The first signs of dark matter interacting with a force other than gravity may have been found.
Until now it was thought that dark matter did not interact with anything other than gravity, earning it its ‘dark’ moniker and making its detection incredible difficult.
But the discovery of a ‘clump’ lagging behind a galaxy suggests that it may not be as oblivious to our universe as we thought.
Dark matter is confusing because it interacts with nothing - including itself.
This is despite seeming to account for 85 per cent of the universe’s mass and having an observable effect on galaxies; without dark matter, our galaxies would just ‘fall apart’ as they spin.
Aside from gravity, though, dark matter seemed to just pass through the universe without interacting with any other mass, such as humans, planets or stars.
Now an international team of researchers at Durham University have found a clump offset from a galaxy by 5,000 light-years.
The discovery was made around one of the galaxies in the Abell 3827 cluster, 1.4 billion light-years away.

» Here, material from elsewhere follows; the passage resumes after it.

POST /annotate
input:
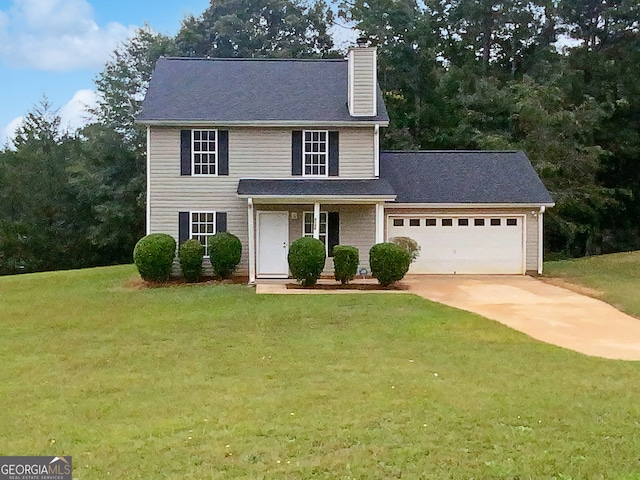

The team used the European Southern Observatory’s (ESO) Very Large Telescope (VLT) in Chile, along with images from Hubble.
The offset is important because it is only possible if dark matter interacts with itself through forces other than gravity.
If the particles collide with each other, the friction from the collision would cause the dark matter to slow down, and fall behind the galaxy.
The nature of that interaction is unknown; it could be caused by well-known effects or some unknown force.
All that can be said at this point is that it is not gravity.